From spectra of temperature and cube-rooted precipitation the dominant frequencies were chosen. These were usually related to tidal frequencies. A Fourier series of these dominant terms was then fitted to the dependent data set and future values calculated. These were analyzed for forecast skill, and the skillful Fourier series retained. Real time forecasts were then made. Verification shows a low probability that the forecast skills were obtained by chance. It is suggested that the periodic term might be a useful addition to more standard approaches to long range forecasting.
Volume 102 Issue 1 March 1993 pp 157-173
Evidence is presented of a periodic component in the inter-annual variability of precipitation and pressure data for India during June, the month of the onset of the Indian southwest monsoon.

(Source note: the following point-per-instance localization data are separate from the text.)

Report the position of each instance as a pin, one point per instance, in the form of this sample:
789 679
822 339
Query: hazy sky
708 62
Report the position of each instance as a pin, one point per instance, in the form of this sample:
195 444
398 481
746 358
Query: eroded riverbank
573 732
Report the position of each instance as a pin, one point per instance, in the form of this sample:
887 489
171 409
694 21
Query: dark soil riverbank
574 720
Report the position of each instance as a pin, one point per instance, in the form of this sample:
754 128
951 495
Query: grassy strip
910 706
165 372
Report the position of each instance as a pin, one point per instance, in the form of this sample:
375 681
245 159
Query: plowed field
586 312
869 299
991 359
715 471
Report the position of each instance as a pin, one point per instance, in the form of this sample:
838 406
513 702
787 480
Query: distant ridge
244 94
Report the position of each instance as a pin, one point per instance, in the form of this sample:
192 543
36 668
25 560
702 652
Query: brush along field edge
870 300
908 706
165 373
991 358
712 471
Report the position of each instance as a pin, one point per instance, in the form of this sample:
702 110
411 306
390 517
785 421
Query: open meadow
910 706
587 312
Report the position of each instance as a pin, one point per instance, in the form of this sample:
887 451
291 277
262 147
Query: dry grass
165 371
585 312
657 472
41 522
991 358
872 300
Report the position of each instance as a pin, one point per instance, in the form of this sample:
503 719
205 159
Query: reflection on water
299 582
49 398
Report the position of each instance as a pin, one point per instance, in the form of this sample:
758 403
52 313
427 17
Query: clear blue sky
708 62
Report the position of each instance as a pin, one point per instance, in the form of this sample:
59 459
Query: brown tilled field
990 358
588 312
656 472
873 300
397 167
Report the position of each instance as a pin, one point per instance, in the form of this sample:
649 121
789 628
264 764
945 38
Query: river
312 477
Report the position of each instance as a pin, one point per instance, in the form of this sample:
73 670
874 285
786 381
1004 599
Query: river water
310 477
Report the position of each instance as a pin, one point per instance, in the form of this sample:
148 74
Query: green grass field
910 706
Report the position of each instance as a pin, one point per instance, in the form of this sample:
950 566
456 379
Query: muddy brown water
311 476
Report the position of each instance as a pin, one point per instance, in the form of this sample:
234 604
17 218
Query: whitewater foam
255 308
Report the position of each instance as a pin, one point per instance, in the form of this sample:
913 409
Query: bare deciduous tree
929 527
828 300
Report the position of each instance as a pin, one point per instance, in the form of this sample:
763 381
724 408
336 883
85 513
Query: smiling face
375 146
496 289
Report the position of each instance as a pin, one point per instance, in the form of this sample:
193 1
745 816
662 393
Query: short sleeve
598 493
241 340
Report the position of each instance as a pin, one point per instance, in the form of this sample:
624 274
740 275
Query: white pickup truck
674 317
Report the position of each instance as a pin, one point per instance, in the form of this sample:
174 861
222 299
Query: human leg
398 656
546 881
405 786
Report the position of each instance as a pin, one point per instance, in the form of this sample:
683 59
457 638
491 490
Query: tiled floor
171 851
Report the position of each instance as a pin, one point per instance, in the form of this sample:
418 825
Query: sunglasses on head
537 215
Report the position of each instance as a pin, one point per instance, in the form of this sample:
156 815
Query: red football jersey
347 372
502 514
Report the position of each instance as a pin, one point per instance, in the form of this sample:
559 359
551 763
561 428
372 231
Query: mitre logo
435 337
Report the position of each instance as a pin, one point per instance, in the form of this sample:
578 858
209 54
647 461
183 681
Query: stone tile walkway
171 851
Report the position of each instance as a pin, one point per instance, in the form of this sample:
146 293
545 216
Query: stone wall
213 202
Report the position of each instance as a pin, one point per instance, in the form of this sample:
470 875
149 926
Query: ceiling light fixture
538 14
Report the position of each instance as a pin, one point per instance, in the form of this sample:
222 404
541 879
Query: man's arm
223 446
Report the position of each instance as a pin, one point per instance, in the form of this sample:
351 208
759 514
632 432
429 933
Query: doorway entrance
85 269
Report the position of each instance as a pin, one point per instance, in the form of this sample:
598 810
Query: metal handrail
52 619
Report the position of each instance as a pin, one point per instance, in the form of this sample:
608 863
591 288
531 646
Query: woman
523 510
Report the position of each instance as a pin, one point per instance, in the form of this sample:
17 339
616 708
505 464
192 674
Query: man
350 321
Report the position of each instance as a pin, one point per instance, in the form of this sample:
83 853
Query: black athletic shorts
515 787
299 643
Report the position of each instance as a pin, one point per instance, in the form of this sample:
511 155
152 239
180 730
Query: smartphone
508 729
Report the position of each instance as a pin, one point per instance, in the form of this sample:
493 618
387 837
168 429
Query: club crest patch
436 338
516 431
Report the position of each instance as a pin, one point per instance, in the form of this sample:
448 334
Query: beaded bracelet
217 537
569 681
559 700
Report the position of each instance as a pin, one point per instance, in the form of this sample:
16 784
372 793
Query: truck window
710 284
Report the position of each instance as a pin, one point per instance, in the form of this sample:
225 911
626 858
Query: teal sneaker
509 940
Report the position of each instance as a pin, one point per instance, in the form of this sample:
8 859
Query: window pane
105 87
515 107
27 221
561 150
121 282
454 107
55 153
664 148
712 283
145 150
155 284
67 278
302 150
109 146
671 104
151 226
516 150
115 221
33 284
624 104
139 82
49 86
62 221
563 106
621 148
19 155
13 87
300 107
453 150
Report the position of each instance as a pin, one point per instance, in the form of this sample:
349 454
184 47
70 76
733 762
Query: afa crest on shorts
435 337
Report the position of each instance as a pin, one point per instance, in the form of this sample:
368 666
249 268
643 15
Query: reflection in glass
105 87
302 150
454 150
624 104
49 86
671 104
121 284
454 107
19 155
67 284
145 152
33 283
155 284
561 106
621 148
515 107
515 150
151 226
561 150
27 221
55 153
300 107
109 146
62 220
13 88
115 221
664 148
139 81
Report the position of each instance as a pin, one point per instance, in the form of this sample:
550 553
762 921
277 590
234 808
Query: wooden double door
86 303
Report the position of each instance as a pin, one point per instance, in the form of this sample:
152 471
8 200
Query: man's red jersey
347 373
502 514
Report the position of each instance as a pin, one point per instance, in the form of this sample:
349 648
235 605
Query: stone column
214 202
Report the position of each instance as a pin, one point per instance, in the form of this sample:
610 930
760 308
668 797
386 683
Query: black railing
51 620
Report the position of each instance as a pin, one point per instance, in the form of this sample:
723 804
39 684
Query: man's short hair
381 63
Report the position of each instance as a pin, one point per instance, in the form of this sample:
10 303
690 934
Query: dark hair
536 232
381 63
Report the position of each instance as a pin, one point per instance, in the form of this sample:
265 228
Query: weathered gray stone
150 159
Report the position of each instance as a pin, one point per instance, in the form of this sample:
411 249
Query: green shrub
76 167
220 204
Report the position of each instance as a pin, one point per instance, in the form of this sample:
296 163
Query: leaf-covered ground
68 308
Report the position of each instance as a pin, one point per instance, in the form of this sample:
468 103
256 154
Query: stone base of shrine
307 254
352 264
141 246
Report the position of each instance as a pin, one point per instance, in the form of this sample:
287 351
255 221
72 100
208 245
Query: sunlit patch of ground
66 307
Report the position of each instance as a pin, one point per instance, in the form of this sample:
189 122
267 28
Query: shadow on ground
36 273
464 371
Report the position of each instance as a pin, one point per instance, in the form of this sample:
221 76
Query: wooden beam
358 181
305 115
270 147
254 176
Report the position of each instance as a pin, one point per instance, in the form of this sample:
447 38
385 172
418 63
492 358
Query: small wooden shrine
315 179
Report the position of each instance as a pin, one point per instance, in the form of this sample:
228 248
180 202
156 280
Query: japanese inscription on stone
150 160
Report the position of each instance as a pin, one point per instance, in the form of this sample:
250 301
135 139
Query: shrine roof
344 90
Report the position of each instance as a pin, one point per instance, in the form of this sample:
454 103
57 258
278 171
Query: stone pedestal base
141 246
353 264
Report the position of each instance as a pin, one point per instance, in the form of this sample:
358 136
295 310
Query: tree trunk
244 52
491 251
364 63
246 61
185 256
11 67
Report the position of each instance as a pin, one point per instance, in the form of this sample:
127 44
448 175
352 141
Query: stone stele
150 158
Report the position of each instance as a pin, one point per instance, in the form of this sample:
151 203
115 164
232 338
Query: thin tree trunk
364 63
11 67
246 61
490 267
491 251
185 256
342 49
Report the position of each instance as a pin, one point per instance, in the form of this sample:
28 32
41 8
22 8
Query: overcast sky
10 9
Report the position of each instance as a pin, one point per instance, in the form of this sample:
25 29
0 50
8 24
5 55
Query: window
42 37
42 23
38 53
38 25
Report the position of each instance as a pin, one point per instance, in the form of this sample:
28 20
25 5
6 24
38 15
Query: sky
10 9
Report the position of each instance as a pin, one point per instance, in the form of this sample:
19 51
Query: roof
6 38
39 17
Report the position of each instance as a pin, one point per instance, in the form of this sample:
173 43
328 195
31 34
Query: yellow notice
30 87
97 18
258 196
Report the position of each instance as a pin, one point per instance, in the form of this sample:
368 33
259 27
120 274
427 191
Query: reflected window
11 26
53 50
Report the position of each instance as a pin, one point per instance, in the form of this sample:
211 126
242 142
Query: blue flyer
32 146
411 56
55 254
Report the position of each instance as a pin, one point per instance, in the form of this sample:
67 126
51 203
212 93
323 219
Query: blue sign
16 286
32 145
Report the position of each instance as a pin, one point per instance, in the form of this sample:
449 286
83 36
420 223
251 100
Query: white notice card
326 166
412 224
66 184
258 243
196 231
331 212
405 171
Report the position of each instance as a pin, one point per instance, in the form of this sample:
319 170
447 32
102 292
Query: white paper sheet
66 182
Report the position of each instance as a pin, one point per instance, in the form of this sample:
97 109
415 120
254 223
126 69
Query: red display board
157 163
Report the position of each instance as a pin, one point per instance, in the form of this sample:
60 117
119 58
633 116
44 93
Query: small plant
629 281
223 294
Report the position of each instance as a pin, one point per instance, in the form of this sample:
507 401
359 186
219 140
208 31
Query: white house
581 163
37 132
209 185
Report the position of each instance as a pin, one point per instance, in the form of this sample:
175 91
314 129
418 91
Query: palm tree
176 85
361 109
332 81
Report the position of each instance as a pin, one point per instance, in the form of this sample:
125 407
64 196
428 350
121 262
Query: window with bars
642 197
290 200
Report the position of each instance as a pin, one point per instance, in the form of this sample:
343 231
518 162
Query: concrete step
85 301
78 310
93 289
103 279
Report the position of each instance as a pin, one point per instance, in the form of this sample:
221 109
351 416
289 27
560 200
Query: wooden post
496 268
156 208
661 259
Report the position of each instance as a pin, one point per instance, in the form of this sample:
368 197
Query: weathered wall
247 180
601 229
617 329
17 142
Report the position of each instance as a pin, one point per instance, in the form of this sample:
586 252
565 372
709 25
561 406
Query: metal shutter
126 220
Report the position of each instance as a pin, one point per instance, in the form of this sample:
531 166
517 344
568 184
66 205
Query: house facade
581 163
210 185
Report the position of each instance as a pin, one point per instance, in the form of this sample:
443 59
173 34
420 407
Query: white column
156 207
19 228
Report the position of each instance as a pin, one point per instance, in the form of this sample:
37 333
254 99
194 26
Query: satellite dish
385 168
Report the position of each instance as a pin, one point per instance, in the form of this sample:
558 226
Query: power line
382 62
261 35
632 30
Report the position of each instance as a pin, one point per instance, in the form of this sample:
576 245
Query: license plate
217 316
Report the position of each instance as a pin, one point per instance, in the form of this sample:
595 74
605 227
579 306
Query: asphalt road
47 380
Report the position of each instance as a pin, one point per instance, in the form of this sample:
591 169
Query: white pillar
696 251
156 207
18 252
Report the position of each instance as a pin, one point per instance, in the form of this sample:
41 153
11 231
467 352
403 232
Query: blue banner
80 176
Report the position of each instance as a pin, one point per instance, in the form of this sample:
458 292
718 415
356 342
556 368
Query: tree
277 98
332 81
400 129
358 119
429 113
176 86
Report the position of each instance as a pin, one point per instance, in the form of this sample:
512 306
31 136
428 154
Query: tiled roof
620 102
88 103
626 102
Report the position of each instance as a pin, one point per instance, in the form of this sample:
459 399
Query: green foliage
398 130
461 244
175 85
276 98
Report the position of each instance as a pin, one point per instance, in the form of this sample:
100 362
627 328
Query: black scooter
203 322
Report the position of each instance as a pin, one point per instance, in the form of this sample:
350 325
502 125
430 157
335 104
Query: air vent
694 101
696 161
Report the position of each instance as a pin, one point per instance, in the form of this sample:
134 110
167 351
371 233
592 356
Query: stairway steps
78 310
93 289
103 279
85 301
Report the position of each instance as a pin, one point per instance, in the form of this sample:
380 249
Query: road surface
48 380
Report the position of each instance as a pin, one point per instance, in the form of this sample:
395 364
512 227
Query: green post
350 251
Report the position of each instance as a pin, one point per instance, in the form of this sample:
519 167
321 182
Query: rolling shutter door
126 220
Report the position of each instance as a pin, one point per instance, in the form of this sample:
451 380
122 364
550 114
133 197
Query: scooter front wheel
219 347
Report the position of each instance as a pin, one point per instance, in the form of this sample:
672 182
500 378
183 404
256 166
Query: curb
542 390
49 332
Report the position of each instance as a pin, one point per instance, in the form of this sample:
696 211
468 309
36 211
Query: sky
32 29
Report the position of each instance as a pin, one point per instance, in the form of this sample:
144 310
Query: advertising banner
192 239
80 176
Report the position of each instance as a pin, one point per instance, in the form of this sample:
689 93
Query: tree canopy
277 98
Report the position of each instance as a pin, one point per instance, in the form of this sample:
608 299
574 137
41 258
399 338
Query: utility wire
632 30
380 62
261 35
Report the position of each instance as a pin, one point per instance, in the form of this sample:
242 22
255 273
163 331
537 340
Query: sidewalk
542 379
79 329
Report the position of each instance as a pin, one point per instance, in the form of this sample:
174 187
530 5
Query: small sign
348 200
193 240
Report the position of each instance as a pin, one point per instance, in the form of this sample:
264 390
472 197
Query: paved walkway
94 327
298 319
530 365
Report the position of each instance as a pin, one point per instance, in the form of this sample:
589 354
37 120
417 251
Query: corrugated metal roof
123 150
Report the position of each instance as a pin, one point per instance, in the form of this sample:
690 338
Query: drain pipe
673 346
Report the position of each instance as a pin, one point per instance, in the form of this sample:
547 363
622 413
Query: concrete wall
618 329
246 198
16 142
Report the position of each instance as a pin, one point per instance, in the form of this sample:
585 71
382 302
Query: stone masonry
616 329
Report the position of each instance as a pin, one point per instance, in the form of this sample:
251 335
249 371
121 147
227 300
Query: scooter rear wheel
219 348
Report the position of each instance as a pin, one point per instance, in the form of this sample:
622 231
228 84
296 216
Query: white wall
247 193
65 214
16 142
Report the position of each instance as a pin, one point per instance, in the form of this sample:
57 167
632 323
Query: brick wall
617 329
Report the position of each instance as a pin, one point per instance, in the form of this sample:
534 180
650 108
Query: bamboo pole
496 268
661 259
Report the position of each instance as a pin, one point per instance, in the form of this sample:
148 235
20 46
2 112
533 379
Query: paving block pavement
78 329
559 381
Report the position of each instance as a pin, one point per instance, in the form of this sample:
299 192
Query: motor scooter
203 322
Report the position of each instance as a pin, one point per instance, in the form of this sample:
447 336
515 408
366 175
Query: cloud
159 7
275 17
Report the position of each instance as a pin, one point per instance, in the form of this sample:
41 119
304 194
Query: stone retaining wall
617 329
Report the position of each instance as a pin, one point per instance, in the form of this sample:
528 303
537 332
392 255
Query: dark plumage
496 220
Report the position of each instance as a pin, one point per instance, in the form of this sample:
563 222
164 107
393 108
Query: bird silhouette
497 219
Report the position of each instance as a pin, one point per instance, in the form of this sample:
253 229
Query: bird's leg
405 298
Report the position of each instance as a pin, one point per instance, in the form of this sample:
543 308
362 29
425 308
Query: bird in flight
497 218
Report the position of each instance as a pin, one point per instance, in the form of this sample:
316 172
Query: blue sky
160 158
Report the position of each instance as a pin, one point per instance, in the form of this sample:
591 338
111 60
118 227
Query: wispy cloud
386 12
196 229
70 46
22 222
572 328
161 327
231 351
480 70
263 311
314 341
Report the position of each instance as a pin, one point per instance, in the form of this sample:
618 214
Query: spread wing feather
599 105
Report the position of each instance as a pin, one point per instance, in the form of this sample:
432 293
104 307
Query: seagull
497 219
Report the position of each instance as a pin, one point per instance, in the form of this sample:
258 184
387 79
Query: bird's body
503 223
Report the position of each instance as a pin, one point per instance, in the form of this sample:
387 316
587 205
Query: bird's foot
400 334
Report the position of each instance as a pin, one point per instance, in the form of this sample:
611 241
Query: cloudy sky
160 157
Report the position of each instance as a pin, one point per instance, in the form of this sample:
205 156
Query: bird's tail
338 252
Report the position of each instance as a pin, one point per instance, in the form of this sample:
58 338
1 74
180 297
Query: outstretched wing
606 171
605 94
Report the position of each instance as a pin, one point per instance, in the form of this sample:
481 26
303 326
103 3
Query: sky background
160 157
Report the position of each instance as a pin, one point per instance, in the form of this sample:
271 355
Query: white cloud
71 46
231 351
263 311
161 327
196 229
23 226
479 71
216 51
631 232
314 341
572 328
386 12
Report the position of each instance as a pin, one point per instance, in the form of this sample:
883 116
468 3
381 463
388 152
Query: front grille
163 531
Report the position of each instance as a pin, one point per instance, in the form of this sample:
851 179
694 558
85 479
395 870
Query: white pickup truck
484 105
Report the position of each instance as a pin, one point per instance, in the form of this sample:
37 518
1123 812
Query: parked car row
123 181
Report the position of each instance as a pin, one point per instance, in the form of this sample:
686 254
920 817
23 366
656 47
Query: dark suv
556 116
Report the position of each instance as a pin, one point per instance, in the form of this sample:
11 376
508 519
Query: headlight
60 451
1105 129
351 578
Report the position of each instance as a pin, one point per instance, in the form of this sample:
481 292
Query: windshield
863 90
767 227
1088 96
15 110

Two frequencies that explain a statistically significant percent of the variance in these data sets are the same as the two that explain most of the variance of the average monthly lunar tidal potential for June. Not only are the frequencies the same but they are also in phase which strongly suggests that lunar tides in the atmosphere do, in fact, produce an element of climatic variability. The amplitude of the atmospheric response to this periodic forcing was not constant in time but was found to be related to the long term change in northern hemispheric surface temperature. This susceptibility of the atmosphere to an external forcing results in a nonlinear relationship between forcing and response. As a result, nonlinear regression had to be used in order to adequately define the magnitude of the response at a given frequency. The ramifications of this nonlinear response are discussed. The nonlinear interaction of the northern hemisphere temperature and the 18.6 year lunar nodal cycle results in a modulation of the frequency which appears in a linear spectral analysis near 22 years. Thus, the 22-year cycle often found in meteorological data sets may instead be the result of the modulated nodal cycle.